5. Richard Marks (The Godfather Part II, Julie & Julia)
What he can teach you: “Editing is not about entrusting a style, but establishing a tone.”
Very few individuals in the film industry dare to emplane on a variety of projects that differ so much between each other in genre, aesthetics, and storytelling style. But even fewer, those who accomplish a successful transition within this range of selections.
One of these odd creatures in the business is editor Richard Marks, one of the most chameleonic filmmakers out there. He has been responsible for assembling bulky canons of dramatic proem such as The Godfather Part II, little austere cult pieces like Say Anything, and box-office romantic hits that span from You’ve got Mail to As Good as it Gets.
“You can slow down a rapid montage and soften the drama, or you can wind up a comedy by cutting it too slowly. It’s the footage that must guide your style.”
Both in The Godfather II (Francis Ford Coppola) and Julie and Julia (Nora Ephron), two extreme ended films in looks and story, Marks is able to stir up two different compelling stories into one single package. Both films are built under the same storytelling formula of splitting the main narrative into sequential, parallel memoirs: One, a potboiler allegory of the present, the other, an anecdotal version of the past.
The Godfather II is the mournful rite of passage of a young, idealistic prince that has taken over the merciless reign left by his father, and that in the process, has become a ruthless king himself.
At the same time, through a series of warm and rich toned flashbacks, we recollect on the humble beginnings of the previous fallen king (Vito Corleone), as he climbs the ladder of crime and Mafia, by making his way through the rooftops of an old New York that looks more like a fairy interpretation of a Caravaggio painting, than a city bereaved by the Depression.
Julie and Julia, on the other hand, is the tale of two unbending women obsessed with the determination of success and individualism, by the means of cooking.
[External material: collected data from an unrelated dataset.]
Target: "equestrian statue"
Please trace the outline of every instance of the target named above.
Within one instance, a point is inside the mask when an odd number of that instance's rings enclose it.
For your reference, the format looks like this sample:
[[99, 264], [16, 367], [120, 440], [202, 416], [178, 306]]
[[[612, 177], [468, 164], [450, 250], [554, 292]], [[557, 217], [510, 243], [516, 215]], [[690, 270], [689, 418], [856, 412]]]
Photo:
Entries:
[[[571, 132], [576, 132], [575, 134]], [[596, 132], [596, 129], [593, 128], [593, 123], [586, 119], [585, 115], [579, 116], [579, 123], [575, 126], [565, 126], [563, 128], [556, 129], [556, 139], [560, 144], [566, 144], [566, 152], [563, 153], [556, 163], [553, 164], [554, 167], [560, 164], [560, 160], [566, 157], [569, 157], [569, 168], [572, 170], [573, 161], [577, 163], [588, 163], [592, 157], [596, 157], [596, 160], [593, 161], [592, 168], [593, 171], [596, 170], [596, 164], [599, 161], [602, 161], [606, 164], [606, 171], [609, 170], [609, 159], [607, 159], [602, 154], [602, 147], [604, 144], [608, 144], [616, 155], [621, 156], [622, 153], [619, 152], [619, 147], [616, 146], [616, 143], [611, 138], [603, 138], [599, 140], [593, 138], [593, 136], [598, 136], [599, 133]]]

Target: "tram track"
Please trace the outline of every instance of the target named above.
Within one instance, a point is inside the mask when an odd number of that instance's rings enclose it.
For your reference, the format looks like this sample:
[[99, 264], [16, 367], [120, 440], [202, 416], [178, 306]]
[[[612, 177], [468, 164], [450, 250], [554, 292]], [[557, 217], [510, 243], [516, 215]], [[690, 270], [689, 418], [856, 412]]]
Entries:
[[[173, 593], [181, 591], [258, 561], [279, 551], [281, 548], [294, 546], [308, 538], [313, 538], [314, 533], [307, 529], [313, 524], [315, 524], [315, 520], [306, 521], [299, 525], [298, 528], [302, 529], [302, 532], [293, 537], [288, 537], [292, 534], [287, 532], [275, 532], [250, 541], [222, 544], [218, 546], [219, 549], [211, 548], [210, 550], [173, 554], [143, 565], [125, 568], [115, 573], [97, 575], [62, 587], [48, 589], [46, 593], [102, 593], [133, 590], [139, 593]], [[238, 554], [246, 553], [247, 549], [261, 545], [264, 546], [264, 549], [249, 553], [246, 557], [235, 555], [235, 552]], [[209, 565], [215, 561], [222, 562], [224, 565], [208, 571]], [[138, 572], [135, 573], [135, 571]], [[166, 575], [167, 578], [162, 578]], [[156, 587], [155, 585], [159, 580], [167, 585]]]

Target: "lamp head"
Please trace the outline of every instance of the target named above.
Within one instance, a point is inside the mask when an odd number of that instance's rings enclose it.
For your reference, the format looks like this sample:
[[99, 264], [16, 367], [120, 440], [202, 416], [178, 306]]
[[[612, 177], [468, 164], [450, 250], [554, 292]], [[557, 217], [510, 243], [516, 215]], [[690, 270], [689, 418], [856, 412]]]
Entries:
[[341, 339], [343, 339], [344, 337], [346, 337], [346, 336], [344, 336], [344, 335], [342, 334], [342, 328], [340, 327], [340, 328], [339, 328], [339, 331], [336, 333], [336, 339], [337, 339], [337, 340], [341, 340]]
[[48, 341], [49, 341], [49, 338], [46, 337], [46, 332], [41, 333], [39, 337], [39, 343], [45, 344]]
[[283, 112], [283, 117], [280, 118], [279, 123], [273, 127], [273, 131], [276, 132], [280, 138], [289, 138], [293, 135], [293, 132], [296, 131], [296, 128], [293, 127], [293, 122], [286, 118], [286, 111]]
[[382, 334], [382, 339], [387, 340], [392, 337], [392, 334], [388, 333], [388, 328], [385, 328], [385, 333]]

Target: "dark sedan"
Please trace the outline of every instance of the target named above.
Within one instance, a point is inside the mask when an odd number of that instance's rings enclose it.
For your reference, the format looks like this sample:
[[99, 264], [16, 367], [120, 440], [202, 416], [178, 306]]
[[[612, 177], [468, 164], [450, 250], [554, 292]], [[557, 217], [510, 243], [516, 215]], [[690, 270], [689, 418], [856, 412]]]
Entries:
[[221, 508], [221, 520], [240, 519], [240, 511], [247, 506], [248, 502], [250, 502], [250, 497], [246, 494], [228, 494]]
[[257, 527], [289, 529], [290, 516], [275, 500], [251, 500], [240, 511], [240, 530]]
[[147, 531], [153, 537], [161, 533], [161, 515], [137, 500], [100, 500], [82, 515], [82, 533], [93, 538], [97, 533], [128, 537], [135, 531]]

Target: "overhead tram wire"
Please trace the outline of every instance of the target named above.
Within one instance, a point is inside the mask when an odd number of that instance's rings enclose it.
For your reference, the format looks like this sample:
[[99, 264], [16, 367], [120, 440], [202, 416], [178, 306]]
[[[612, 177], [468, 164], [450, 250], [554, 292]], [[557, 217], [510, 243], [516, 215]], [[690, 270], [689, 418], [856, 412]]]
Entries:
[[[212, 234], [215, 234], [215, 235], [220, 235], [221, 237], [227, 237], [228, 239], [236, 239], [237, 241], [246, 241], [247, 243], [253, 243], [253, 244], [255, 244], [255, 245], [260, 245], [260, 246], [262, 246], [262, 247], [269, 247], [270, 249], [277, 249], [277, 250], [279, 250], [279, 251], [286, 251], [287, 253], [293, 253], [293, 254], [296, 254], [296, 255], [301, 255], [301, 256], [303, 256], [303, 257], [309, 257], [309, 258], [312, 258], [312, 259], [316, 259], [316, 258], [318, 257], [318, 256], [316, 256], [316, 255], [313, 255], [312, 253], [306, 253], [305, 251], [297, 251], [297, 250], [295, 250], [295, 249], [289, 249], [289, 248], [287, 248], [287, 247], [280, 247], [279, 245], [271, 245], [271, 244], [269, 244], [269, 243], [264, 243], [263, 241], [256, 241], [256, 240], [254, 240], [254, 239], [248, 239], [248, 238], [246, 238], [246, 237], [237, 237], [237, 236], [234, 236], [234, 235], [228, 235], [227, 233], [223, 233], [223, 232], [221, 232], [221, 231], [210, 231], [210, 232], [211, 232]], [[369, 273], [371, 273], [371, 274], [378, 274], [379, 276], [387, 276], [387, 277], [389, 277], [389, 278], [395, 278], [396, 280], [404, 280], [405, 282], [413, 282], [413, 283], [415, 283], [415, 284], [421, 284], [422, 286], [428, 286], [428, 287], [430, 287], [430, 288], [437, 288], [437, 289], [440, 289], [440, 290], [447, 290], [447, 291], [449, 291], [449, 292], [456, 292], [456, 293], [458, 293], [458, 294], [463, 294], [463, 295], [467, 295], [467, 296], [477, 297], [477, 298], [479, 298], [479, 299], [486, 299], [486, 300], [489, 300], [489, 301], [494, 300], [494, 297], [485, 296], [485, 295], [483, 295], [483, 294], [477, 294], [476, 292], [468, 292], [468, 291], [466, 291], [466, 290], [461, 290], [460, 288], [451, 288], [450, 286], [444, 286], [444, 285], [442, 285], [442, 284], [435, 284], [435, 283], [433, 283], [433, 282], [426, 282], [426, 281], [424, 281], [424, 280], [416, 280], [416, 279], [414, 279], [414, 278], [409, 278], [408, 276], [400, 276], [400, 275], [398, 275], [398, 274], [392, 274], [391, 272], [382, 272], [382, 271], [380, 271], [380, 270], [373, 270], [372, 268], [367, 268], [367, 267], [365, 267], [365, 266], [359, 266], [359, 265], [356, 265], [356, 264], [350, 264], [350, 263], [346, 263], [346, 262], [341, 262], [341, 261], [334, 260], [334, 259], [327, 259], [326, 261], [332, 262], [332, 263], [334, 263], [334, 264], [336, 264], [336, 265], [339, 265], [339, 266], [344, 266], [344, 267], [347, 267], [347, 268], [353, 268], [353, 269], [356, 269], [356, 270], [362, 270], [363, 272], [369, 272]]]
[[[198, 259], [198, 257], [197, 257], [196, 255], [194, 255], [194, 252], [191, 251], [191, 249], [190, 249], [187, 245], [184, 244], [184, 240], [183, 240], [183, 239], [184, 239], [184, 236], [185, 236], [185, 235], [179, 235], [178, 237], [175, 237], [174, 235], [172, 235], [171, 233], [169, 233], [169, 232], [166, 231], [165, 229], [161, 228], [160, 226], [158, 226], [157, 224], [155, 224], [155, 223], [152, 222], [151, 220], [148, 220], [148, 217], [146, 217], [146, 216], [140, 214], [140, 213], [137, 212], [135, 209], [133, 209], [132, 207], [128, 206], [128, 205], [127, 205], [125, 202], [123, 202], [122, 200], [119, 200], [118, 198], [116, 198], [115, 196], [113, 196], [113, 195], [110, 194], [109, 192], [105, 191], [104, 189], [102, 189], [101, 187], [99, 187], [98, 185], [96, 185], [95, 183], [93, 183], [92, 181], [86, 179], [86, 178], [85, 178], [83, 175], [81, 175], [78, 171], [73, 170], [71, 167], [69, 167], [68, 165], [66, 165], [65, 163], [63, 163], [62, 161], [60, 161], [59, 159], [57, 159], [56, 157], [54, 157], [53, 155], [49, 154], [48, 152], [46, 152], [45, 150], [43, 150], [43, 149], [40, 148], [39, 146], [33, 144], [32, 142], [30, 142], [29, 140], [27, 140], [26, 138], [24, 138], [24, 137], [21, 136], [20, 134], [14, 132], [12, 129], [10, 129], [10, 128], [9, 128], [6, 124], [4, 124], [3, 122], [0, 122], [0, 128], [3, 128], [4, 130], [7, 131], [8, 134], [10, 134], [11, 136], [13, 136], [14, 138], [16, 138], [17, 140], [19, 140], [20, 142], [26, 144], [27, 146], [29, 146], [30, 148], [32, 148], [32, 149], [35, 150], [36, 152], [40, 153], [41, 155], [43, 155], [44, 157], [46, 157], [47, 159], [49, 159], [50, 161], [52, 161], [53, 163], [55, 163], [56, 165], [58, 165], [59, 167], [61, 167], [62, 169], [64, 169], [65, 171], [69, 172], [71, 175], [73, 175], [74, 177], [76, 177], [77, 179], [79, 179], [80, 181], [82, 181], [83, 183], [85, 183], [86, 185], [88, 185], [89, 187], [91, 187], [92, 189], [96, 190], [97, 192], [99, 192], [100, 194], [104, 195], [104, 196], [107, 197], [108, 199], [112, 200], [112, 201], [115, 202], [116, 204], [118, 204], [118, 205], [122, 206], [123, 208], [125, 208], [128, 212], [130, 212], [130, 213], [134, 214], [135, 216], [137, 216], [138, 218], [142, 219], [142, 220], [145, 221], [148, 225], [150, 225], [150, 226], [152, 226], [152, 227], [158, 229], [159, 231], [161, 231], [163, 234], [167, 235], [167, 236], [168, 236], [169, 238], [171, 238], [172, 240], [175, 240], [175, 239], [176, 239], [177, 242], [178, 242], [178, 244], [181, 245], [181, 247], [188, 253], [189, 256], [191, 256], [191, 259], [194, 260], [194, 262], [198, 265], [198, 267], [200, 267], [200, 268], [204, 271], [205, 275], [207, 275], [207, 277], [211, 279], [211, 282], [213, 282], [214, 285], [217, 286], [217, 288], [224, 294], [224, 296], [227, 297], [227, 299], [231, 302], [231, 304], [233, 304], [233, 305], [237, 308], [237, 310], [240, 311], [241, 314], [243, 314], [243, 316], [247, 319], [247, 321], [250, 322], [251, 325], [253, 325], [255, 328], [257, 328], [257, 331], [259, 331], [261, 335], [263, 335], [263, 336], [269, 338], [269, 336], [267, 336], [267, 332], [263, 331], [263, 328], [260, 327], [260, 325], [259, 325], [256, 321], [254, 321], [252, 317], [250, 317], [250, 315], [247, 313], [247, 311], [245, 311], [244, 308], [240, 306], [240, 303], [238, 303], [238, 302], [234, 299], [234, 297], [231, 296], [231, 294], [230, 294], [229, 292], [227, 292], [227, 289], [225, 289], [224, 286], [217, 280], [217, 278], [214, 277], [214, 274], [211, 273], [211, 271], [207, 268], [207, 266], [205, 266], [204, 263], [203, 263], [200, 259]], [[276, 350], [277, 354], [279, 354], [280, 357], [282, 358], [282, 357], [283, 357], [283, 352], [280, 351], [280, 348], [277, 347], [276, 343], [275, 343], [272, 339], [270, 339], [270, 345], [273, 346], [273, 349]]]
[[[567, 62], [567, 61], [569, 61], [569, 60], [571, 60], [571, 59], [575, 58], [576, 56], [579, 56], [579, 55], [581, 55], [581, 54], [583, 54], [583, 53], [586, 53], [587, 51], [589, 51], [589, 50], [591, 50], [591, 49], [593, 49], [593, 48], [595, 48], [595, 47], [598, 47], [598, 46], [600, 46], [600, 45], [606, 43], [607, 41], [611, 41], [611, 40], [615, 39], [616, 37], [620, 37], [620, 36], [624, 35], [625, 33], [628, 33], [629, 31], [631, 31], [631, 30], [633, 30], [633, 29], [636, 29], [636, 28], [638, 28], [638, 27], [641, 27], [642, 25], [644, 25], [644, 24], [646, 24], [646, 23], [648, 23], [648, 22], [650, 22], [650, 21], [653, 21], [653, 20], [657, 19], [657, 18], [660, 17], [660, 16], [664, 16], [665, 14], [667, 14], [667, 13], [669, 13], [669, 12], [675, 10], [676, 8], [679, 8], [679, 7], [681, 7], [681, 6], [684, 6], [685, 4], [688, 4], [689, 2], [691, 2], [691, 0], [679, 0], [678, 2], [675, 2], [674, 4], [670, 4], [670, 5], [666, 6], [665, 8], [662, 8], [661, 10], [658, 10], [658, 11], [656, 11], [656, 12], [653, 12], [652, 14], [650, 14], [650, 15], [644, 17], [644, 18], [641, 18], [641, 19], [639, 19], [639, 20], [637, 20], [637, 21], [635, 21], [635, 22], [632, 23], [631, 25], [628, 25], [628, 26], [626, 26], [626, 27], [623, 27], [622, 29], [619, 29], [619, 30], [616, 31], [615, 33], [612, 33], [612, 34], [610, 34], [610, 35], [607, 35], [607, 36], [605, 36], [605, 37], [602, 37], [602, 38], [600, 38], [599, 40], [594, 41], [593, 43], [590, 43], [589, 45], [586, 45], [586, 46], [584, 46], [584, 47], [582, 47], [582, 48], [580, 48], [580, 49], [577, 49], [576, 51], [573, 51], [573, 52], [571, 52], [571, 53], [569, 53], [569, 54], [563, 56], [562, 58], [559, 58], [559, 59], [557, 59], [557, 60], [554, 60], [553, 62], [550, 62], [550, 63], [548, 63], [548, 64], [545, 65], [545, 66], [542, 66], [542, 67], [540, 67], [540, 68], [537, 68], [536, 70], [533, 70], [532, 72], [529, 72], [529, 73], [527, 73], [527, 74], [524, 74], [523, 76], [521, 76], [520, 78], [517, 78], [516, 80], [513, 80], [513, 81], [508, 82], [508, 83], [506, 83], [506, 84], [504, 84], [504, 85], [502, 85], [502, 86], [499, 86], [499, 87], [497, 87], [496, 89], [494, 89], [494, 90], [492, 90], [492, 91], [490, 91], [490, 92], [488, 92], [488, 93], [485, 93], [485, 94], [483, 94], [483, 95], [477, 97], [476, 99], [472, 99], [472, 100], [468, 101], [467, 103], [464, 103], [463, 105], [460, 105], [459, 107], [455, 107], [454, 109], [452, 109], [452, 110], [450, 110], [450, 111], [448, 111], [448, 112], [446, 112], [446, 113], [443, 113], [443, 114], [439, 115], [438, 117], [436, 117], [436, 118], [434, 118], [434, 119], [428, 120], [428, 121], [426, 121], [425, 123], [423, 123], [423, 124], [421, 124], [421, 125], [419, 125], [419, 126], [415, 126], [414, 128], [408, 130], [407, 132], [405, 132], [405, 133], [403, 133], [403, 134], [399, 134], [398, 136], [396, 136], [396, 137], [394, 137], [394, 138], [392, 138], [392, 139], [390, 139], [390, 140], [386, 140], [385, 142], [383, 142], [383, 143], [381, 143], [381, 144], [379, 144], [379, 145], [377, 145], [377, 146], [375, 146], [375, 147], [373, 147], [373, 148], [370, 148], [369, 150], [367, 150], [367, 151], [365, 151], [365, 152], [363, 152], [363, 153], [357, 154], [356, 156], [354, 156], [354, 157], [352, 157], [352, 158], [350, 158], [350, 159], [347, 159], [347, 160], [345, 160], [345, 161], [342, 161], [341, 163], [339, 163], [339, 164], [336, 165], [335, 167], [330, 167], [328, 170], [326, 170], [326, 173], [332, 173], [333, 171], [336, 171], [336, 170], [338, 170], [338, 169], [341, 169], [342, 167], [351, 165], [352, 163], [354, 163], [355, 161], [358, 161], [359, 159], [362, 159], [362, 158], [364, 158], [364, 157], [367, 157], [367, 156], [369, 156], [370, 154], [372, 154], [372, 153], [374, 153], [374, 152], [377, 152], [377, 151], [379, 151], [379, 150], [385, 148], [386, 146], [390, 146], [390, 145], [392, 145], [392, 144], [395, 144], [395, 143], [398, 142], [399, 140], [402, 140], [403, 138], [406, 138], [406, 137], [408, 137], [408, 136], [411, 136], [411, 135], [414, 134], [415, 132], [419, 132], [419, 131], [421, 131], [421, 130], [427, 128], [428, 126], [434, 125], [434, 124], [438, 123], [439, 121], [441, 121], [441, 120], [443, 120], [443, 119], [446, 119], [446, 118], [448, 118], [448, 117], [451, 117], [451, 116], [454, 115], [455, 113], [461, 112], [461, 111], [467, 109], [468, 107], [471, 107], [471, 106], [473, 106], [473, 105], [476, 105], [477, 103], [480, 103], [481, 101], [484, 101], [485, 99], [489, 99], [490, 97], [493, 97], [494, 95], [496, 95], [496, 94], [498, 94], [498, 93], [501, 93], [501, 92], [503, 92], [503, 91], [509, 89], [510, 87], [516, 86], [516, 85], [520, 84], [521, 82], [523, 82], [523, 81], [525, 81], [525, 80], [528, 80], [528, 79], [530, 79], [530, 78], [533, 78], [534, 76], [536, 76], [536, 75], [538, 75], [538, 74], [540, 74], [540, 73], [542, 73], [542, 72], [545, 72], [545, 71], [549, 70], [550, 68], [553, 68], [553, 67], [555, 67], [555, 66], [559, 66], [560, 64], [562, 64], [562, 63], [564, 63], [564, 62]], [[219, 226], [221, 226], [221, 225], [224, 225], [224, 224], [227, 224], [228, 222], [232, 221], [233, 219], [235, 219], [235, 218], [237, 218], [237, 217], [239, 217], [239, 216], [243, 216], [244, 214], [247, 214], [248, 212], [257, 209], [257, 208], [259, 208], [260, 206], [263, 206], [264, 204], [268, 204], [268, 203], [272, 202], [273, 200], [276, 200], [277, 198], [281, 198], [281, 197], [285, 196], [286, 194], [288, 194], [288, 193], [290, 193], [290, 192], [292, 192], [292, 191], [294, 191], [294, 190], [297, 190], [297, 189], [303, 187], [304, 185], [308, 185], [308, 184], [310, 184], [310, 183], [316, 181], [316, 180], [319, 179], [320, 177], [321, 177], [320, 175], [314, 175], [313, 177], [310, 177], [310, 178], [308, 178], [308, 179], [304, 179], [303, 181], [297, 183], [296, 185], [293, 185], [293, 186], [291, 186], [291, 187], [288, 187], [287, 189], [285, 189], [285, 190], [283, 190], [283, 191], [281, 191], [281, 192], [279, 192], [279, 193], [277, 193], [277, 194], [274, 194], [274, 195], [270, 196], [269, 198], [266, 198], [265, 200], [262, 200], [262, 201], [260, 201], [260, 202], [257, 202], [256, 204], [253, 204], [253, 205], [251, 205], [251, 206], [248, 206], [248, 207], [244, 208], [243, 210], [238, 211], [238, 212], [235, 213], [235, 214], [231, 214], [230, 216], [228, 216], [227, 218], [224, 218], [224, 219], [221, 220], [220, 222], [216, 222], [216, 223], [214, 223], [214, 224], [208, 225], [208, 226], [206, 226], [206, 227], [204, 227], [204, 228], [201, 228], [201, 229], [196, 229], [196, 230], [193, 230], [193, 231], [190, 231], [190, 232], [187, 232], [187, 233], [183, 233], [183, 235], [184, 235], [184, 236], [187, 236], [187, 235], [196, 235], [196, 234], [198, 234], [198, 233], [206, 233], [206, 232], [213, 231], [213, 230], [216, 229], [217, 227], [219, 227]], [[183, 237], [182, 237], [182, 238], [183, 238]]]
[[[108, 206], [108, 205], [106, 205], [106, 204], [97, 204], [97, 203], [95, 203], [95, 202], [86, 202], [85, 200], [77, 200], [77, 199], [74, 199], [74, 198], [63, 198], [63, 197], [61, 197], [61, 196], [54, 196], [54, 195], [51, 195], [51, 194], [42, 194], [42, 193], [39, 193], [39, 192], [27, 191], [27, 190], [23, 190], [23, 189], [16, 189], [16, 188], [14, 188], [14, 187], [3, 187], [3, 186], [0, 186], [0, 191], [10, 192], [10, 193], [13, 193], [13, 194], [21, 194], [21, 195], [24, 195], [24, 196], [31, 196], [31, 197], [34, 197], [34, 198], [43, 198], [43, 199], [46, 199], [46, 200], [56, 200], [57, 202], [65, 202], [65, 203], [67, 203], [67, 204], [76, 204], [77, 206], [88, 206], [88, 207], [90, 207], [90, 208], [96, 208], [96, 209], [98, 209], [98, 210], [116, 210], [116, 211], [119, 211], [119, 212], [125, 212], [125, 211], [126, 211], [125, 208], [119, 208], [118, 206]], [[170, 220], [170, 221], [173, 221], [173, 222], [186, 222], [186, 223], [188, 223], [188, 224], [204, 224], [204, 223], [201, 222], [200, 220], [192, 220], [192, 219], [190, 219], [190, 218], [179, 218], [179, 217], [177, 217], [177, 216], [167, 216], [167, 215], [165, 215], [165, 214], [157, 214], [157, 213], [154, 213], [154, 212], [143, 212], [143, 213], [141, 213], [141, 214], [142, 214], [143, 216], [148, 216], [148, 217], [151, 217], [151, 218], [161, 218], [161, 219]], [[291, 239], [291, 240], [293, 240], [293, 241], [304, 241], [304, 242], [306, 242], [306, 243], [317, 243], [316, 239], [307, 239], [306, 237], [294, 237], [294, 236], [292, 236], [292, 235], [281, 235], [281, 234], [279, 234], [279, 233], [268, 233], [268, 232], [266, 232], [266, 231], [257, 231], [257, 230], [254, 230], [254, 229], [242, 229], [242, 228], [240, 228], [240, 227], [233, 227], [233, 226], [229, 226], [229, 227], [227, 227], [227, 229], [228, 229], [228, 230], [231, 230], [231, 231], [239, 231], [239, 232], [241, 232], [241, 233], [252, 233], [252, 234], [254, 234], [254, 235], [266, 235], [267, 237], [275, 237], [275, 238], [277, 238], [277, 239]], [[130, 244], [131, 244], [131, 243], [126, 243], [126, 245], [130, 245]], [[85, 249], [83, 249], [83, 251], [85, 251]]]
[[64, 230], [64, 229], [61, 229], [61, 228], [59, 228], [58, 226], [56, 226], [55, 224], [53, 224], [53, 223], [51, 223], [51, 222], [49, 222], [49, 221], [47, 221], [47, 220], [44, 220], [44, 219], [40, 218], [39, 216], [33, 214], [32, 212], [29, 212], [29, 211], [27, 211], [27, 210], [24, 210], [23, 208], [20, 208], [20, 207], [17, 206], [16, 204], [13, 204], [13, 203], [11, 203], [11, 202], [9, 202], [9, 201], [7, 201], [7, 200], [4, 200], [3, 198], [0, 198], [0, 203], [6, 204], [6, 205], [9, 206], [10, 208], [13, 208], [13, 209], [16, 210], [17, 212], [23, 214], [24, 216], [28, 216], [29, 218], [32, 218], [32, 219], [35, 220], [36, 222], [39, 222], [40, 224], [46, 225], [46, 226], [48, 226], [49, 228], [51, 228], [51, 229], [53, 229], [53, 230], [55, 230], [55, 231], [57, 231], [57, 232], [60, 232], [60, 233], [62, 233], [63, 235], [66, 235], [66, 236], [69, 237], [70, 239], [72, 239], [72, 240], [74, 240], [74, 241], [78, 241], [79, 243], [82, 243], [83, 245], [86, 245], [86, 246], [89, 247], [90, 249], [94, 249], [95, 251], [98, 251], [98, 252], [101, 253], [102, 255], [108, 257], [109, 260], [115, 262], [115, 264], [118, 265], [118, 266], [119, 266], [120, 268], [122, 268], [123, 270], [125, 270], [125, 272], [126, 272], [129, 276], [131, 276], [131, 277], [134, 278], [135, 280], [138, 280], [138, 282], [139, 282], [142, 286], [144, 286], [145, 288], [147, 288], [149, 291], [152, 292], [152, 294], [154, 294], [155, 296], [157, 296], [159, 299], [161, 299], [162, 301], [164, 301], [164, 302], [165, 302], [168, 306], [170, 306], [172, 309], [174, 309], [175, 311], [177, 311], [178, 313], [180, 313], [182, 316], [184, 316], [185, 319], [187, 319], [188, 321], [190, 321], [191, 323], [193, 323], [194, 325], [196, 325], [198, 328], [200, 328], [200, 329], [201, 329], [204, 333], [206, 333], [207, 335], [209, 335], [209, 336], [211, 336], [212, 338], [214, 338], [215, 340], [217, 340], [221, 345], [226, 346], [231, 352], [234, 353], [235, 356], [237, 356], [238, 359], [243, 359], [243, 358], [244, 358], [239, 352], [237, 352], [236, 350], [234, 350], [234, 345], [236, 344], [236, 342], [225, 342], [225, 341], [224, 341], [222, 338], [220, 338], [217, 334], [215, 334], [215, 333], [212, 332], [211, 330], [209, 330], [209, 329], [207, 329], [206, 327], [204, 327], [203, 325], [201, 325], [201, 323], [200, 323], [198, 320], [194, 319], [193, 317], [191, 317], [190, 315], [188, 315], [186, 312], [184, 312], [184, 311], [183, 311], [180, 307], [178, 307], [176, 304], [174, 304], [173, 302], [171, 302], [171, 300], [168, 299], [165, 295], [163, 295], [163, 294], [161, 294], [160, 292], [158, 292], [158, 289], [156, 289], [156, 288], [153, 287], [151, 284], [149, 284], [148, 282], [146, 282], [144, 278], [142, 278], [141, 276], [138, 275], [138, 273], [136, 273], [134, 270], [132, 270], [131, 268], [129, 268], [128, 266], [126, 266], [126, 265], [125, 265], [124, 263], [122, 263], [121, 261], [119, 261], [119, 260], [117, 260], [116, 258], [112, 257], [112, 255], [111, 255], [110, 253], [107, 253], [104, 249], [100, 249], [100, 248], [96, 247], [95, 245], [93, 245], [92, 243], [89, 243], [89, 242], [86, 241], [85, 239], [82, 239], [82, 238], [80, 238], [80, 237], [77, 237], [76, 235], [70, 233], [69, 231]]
As in The Godfather II, we cut back and forth between the parables of each woman: Julia being the painteresque, iconic, six inched figure living in Paris that will inspire the journey of the irritatingly lovable Julie.
Two interpretative, separate films, two opposite directors who are able to evoke subtle and deep emotion to each correspondent subject and context, one editor to guide them both. Only with the same strategic knitting hand, can two antithetical films, retain the same conjuring melancholia of lost eras.
Richard Marks gives no room to chimerical notions such as that, of a personal style. He only allows entrance to the perception of an emotional link between tone and story.
“You have to establish the tone of the film as soon as possible. You are responsible for offering a path for the audience to follow.”